Does relative demand for call and put options on individual stocks, as measured by average difference in implied volatilities of at-the-money calls and puts (aggregate implied volatility spread), predict stock market returns? In their September 2017 paper entitled “Aggregate Implied Volatility Spread and Stock Market Returns”, Bing Han and Gang Li test aggregate implied volatility spread as a U.S. stock market return predictor. They focus on monthly measurements, but test the daily series in robustness test. They calculate monthly implied volatility spread for each stock with at least 12 daily at-the-money call and put option prices during the month as an average over the last five trading days. They then eliminate outliers by excluding the top and bottom 0.1% of all stock implied volatility spreads before averaging across stocks to calculate aggregate implied volatility spread. They compare the predictive power of aggregate implied volatility spread to those of 22 other predictors from prior research. Using daily at-the-money call and put implied volatilities for U.S. stocks, data for other U.S. stock market predictors and U.S. stock market returns during January 1996 through December 2015, they find that:
- Aggregate implied volatility spread is negative about 80% of the time, indicating a larger premium for put options, with average value -0.8%.
- Based on correlations, aggregate implied volatility spread is somewhat like variance risk premium (0.35) and market variance (0.48), and somewhat opposite TED spread (-0.34) and default yield spread (-0.34).
- Aggregate implied volatility spread relates positively to future U.S. stock returns, both in-sample and out-of-sample, up to six months ahead.
- At monthly and quarterly horizons, aggregate implied volatility explains 5.5% and 12.8% (5.8% and 12.4%) of variations in future stock market returns in-sample (out-of-sample), respectively.
- Predictive power concentrates in morning (9:00AM-12:00PM) stock market returns, consistent with morning releases of most U.S. economic news.
- Predictive power is robust to alternative metrics, across subperiods and after controlling for other known stock market return predictors.
- For out-of-sample tests during 2002-2015, aggregate implied volatility spread is a significantly better predictor of stock market return than other known predictors.
- In contrast, the implied volatility spread of S&P 500 index options exhibits no power to predict U.S. stock market returns at monthly and longer horizons.
- A mean-variance optimization investor who exploits aggregate implied volatility spread return forecasts to shift allocations monthly between the U.S. stock market and U.S. Treasury bills achieves a 0.65 gross annual Sharpe ratio during 2002-2015, compared to 0.43 for the market portfolio. The best other predictors exploited similarly achieve gross annual Sharpe ratios 0.59 (short interest index) and 0.49 (variance risk premium).
- The predictive power of aggregate implied volatility spread is consistent with widespread informed trading in equity options.
In summary, evidence indicates that the average spread between at-the-money call and put option implied volatilities for U.S. stocks relates positively and exploitably to future U.S. stock market returns.
Cautions regarding findings include:
- Reported returns for the portfolio test are gross, not net.
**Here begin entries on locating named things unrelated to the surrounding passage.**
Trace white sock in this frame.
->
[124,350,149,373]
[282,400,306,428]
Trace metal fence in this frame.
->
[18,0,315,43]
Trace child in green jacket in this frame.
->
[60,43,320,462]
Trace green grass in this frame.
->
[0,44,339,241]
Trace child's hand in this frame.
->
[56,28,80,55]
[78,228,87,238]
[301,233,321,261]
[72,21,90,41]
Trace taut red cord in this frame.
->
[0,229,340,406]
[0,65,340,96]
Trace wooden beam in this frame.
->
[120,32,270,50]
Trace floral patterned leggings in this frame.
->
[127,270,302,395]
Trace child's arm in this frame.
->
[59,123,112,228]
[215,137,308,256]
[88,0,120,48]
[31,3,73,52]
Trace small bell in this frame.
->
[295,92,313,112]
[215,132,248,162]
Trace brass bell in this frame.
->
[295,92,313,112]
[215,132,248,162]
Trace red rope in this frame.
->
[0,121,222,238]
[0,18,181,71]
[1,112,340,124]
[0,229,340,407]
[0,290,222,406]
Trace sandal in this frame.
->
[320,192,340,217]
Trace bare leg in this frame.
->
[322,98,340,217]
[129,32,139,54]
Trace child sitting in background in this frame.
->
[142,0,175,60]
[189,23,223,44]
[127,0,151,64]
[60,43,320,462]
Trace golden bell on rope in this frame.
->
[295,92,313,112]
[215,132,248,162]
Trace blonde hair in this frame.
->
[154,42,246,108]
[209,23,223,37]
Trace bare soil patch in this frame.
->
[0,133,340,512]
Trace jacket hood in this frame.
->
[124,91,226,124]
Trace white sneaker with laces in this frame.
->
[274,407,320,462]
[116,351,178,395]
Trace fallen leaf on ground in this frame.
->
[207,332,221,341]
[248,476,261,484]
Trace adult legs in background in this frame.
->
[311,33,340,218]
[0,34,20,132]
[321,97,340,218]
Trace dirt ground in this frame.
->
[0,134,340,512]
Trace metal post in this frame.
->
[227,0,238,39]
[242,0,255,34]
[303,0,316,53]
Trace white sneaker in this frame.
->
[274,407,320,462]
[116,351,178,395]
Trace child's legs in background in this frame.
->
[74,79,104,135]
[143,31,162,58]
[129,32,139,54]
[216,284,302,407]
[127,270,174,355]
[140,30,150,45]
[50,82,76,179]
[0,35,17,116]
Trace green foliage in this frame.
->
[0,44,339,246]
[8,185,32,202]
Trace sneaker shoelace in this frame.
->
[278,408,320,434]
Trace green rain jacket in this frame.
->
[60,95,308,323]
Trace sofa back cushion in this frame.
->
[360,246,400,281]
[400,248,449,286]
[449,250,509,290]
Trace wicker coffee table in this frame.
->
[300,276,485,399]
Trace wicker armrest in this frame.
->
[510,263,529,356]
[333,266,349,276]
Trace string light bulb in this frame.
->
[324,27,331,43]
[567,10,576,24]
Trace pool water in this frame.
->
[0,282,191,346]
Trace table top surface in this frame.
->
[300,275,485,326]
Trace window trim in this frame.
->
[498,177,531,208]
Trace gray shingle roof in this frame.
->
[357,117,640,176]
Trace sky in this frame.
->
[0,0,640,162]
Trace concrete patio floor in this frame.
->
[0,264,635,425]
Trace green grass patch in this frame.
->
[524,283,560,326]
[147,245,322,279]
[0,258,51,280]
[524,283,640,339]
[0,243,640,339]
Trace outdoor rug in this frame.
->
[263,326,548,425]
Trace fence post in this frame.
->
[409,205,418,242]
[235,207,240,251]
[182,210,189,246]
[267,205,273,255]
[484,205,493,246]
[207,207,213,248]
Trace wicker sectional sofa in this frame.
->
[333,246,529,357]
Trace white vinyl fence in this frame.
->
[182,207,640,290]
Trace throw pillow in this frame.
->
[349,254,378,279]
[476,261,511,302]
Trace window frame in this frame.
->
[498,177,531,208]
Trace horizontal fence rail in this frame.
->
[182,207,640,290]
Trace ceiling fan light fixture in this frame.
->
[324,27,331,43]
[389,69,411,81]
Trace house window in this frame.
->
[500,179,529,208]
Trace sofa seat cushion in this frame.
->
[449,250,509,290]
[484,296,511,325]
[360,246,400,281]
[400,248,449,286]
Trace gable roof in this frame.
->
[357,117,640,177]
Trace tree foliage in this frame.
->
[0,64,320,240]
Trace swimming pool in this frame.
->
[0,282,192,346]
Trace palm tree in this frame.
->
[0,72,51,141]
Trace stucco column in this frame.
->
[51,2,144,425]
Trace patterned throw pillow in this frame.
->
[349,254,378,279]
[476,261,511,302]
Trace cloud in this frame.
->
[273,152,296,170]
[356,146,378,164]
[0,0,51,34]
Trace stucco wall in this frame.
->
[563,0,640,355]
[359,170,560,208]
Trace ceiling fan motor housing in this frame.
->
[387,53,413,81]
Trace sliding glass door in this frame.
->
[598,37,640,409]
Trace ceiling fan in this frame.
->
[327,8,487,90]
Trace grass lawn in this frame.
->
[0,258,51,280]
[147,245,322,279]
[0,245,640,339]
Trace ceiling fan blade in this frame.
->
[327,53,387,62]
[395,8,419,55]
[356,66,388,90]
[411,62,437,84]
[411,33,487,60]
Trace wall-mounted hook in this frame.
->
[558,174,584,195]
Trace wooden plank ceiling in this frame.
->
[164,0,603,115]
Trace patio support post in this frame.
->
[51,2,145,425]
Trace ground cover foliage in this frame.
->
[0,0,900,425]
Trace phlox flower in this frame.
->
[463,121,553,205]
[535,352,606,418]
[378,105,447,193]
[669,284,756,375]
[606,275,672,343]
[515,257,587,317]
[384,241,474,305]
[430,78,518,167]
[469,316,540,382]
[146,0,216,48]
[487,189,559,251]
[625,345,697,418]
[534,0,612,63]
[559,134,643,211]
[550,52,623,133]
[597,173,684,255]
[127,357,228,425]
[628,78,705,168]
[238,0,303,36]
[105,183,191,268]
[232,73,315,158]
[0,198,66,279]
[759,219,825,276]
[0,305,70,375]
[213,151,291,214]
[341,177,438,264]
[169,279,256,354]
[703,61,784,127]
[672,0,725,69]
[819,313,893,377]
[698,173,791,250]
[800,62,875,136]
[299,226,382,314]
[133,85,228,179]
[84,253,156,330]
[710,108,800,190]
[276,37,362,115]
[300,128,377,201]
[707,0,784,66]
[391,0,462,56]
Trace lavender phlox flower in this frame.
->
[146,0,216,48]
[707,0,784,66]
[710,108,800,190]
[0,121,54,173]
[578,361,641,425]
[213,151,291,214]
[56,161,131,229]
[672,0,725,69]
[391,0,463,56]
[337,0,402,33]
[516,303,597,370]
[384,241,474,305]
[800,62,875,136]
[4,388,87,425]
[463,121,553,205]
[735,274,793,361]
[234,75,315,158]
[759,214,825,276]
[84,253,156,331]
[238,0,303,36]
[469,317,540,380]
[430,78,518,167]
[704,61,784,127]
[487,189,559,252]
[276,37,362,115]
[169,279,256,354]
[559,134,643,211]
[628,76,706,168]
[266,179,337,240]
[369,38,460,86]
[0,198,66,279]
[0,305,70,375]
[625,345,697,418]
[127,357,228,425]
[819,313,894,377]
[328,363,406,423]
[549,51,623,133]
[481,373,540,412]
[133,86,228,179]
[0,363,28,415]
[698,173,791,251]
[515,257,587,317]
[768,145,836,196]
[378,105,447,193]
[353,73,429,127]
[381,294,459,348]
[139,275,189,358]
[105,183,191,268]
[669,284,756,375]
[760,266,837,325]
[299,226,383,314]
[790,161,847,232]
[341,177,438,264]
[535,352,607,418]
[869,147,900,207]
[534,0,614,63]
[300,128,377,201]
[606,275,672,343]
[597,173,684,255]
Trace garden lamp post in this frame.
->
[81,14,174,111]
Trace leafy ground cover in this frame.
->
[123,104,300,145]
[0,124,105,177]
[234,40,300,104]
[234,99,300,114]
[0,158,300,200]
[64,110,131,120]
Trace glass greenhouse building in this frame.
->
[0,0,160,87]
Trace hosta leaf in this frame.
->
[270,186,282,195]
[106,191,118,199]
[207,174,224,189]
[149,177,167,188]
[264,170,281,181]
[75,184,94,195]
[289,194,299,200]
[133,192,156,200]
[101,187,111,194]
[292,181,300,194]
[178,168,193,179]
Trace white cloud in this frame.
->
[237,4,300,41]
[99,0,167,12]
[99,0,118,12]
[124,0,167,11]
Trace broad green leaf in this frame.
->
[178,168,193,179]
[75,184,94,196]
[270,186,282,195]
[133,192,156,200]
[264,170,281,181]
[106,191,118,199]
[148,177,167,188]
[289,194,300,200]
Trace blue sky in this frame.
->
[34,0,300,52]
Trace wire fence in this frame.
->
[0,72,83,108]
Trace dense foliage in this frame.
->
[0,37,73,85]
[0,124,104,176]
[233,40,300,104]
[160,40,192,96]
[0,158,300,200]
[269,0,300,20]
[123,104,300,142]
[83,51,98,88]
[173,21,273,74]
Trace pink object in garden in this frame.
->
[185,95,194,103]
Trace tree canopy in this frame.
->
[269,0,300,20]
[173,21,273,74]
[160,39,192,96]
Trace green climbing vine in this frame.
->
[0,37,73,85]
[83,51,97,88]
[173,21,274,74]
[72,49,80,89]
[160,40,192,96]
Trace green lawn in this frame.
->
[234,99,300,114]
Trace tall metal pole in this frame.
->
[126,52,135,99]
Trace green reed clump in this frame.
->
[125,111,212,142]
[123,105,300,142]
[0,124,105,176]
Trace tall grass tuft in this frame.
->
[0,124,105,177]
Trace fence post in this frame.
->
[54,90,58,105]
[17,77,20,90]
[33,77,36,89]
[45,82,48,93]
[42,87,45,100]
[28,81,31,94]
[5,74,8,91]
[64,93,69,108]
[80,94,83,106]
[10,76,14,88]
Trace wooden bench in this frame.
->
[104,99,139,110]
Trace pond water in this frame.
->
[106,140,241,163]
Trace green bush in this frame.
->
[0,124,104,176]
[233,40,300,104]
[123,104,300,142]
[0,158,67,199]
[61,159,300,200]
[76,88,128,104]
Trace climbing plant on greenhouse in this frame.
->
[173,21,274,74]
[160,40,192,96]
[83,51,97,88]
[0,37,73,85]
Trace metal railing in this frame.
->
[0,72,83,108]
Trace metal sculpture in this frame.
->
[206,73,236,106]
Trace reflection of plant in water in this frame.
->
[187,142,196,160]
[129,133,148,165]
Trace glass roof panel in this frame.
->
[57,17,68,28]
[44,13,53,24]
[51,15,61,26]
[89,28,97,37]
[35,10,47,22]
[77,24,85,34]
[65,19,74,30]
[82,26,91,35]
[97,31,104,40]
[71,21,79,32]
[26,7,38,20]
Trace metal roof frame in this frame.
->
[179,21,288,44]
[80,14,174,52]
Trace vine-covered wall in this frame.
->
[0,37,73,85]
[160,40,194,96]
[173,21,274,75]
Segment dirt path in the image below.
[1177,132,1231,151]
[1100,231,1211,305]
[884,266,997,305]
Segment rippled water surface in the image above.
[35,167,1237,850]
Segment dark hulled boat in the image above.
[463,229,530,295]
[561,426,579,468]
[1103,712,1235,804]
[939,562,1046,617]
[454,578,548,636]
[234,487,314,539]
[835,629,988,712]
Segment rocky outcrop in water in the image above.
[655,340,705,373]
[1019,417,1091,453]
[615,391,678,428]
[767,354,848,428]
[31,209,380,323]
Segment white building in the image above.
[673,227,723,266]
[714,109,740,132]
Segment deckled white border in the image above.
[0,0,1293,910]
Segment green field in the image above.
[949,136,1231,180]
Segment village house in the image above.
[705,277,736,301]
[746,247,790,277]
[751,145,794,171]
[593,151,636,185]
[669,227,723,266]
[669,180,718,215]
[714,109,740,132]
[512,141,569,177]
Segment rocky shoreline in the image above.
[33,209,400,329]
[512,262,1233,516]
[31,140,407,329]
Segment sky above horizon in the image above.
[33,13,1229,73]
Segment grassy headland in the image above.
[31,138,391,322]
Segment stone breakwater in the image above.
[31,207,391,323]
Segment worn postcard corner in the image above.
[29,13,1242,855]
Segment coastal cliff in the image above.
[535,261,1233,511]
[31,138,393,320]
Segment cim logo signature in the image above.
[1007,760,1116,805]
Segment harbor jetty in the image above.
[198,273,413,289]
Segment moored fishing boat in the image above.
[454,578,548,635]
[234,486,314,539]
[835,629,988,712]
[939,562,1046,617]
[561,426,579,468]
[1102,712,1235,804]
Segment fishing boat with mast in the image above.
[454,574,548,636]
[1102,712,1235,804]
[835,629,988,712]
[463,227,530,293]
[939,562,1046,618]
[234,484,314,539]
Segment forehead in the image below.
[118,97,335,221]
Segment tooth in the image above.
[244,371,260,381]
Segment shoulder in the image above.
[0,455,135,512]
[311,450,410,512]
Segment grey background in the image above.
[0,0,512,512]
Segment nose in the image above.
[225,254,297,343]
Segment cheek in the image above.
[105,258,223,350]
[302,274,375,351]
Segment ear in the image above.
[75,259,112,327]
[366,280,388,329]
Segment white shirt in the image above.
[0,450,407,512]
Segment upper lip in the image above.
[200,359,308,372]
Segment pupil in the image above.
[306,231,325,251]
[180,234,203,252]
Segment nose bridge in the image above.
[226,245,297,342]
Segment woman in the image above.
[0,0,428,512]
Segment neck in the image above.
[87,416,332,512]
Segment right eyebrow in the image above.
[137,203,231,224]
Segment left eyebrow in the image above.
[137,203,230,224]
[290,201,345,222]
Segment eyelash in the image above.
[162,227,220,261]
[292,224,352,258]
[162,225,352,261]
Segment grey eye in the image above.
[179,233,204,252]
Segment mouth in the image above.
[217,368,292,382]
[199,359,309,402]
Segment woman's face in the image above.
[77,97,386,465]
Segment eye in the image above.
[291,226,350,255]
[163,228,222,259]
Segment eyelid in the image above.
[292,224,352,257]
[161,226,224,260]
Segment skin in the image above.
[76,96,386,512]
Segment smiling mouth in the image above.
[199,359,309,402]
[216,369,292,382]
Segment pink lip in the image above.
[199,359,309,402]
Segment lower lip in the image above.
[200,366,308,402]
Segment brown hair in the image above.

Accounting for any costs of monthly reallocations would reduce returns and Sharpe ratio.
- Testing more and more potential predictors on the same data (U.S. stock market returns), including tests not reported due to lack of success, increases the likelihood of discovering a false positive (a variable that is lucky in the sample).
- Calculation of aggregate implied volatility spread involves data costs and is beyond the capability of most investors, who would bear fees for delegating the activity to an advisor/investment manager.